Graph RAG Laravel Dev Setup - Mint Starter Kit

Setting up a streamlined local development environment is crucial for building and testing this system efficiently. Let’s get this documented.

The Core Question: `docling` CLI vs. API

You’ve hit on a key architectural point. While having docling as a CLI is great for one-off tests, for an application integration, you absolutely want a containerized API version. Why you need the API version:

Decoupling: Your Laravel application should not depend on a specific executable being in a specific path on the host machine. It should communicate with a service over a network protocol (HTTP). This makes your app portable and mirrors a production setup.
Process Management: Calling a CLI from a PHP queue worker (shell_exec or Process) is complex to manage. You have to handle stdout/stderr, process timeouts, and potential hangs. An HTTP API is far more robust and predictable.
Concurrency: A dedicated API service can handle multiple concurrent requests from your queue workers far more gracefully than spawning multiple CLI processes.
State & Caching: The API version can maintain state or caches (like loaded models) in memory, making subsequent calls much faster. The CLI has to bootstrap from scratch every single time.

Conclusion: We will proceed with the setup assuming docling runs as a containerized HTTP service.

Minimal Development Environment Topology

On a single machine, your services will run in their own processes/containers but communicate over localhost. This diagram shows the logical flow.

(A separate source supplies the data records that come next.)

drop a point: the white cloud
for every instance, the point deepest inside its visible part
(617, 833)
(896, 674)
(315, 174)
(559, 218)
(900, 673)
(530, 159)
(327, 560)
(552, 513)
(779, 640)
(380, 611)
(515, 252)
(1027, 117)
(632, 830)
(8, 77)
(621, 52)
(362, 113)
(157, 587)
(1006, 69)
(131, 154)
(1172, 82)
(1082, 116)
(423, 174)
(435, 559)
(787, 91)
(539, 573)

+-------------------------------------------------------------------------+
|                        Your Development Machine (localhost)             |
|                                                                         |
|  +--------------------+  (HTTP:8000)  +---------------------------+     |
|  |   Your Browser     | <-----------> |  Laravel Dev Server       |     |
|  +--------------------+               |  (php artisan serve)      |     |
|                                       |                           |     |
|                                       |  (Dispatches Job)         |     |
|                                       +-------------+-------------+     |
|                                                     |                   |
|                                                     v (Pushes to queue) |
|      +-------------------------+          +---------+---------+         |
|      | Laravel Queue Worker    | <------->|  Redis / DB Queue |         |
|      | (php artisan queue:work)|(Pulls Job)+-------------------+         |
|      +-----------+-------------+                                        |
|                  |                                                      |
|  (1. Calls API)  |                                                      |
|                  v                                                      |
|      +-----------+-------------+        (2. Writes Graph Data)          |
|      | Docling API Container   |                                        |
|      | (Docker, Port 8001)     |-------------------------------------> +-------------------+
|      +-------------------------+                                        | Neo4j             |
|                                                                         | (Bolt: 7687)      |
|                                                                         +-------------------+
|                                                                         |
|                                                                         |
|      (Your existing running services, which Laravel connects to)        |
|      +-------------------------+        +--------------------------+    |
|      | MongoDB                 |        | Minio                    |    |
|      | (Port 27017)            |        | (Ports 9000, 9001)       |    |
|      +-------------------------+        +--------------------------+    |
|                                                                         |
+-------------------------------------------------------------------------+
      |
      | (Outbound API Call)
      v
+-------------------+
|   Google Gemini   |
|   API Endpoint    |
+-------------------+

Setting Up The Development Environment

Here is a step-by-step guide to integrate the new AI components into your existing setup.

Prerequisites

Your existing Laravel DMS, MongoDB, and Minio are running.
Neo4j is running and accessible (we’ll assume on localhost).
Docker and Docker Compose are installed on your machine.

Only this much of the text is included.